ここに、このスキームの本当の完成度があります。単に規制を回避しているのではなく、「問題が問題として処理されにくい構造」まで含めて成立している。これこそが、脱法金融としての完成形です。
被害が“個別化”されることで問題にならない構造
通常、社会問題は一定の規模で可視化されることで是正が進みます。しかし2社間ファクタリングは、その逆の性質を持っています。
一社ごとに静かに崩れるため表面化しない
利用企業はそれぞれ異なる状況で契約し、それぞれ異なる形で資金繰りに行き詰まる。そのため、被害が分散し、共通の問題として認識されにくい。
さらに、資金繰りの悪化は外部に知られたくない情報です。結果として、問題は表に出る前に内部で処理され、社会的な議論に乗らない。

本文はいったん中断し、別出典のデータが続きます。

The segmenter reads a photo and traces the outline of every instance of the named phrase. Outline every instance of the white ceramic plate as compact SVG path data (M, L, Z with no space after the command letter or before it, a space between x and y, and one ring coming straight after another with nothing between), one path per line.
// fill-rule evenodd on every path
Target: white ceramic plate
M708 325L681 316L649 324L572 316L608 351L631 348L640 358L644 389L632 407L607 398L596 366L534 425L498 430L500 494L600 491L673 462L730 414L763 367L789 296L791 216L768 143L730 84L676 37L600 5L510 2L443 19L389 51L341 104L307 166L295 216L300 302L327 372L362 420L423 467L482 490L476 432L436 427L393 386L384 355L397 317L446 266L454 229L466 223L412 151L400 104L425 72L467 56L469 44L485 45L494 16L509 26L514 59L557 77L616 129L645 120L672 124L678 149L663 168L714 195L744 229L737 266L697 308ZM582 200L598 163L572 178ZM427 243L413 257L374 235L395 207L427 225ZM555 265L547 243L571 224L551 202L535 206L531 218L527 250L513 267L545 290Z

これは偶然ではありません。構造として“声が上がらない設計”になっているのです。
「自己責任」という言葉で処理される仕組み
2社間ファクタリングは契約に基づく取引です。そのため、問題が発生しても「合意の上」として扱われます。
構造問題が個人の判断ミスに置き換えられる
・条件を確認しなかった
・他の手段を選ばなかった
・資金管理が甘かった
こうした説明によって、本来構造としての問題が、個々の経営者の責任に転嫁される。
しかし実際には、
・情報が歪められている
・比較が成立しない
・短期判断を誘導される
といった環境の中での意思決定です。にもかかわらず、結果だけが切り取られ「自己責任」とされる。この構造が、是正を阻害しています。
法律が“追いつけない形”で存在している問題
脱法金融の特徴は、規制が想定していない形で現れる点にあります。
規制対象と定義された瞬間に形を変える
もし2社間ファクタリングが明確に規制対象になれば、事業者は別の形式を取るでしょう。契約形態、名目、説明方法を変え、再び規制の外側に出る。
つまりこれは固定されたビジネスではなく、「規制に応じて変形する構造」です。
この柔軟性がある限り、単純なルール追加では対応できません。結果として、問題は認識されながらも、決定的な是正が進まない状態が続きます。
“グレーであること”自体が強みになる逆転現象
通常、グレーな領域はリスクとされます。しかし2社間ファクタリングでは、それが逆に強みとして機能しています。
明確に否定されないことで利用が続く
完全に違法であれば利用は止まります。完全に安全であれば問題は起きません。しかしその中間にあることで、「問題はあるが使える」という状態が維持される。
この曖昧さが、利用者に判断を委ねる形を取りながら、実質的には利用を継続させる力になります。
グレーであること自体が、ビジネスの持続条件になっているのです。
情報環境が“是正を阻む側”に回っている問題
本来、情報は問題を可視化する役割を持ちます。しかしこの領域では逆の現象が起きています。
批判よりも誘導情報の方が圧倒的に多い
検索結果には、
・おすすめランキング
・成功事例
・簡単利用ガイド
といった情報が並びます。一方で、構造的な問題を指摘する情報は埋もれやすい。
これは単なる情報量の問題ではありません。収益構造として、誘導型コンテンツが優先されるためです。
結果として、利用者は問題に触れる前に契約に至る。この流れが固定化されています。
結論――脱法金融は“止められないのではなく、止まりにくい構造”である
2社間ファクタリングが是正されない理由は明確です。
・被害が分散し可視化されない
・自己責任として処理される
・規制に応じて形を変える
・グレーであることが維持される
・情報環境が誘導に偏る
これらが組み合わさることで、「問題はあるが止まらない」という状態が作られています。
2社間ファクタリングとは、単なる脱法金融ではありません。それは“問題が表面化しにくいよう設計された脱法金融”であり、その意味で極めて完成度の高い構造を持っています。
だからこそ重要なのは、「合法かどうか」ではなく、「なぜ止まらないのか」を理解することです。この視点を持たない限り、同じ構造は今後も形を変えて続いていくことになります。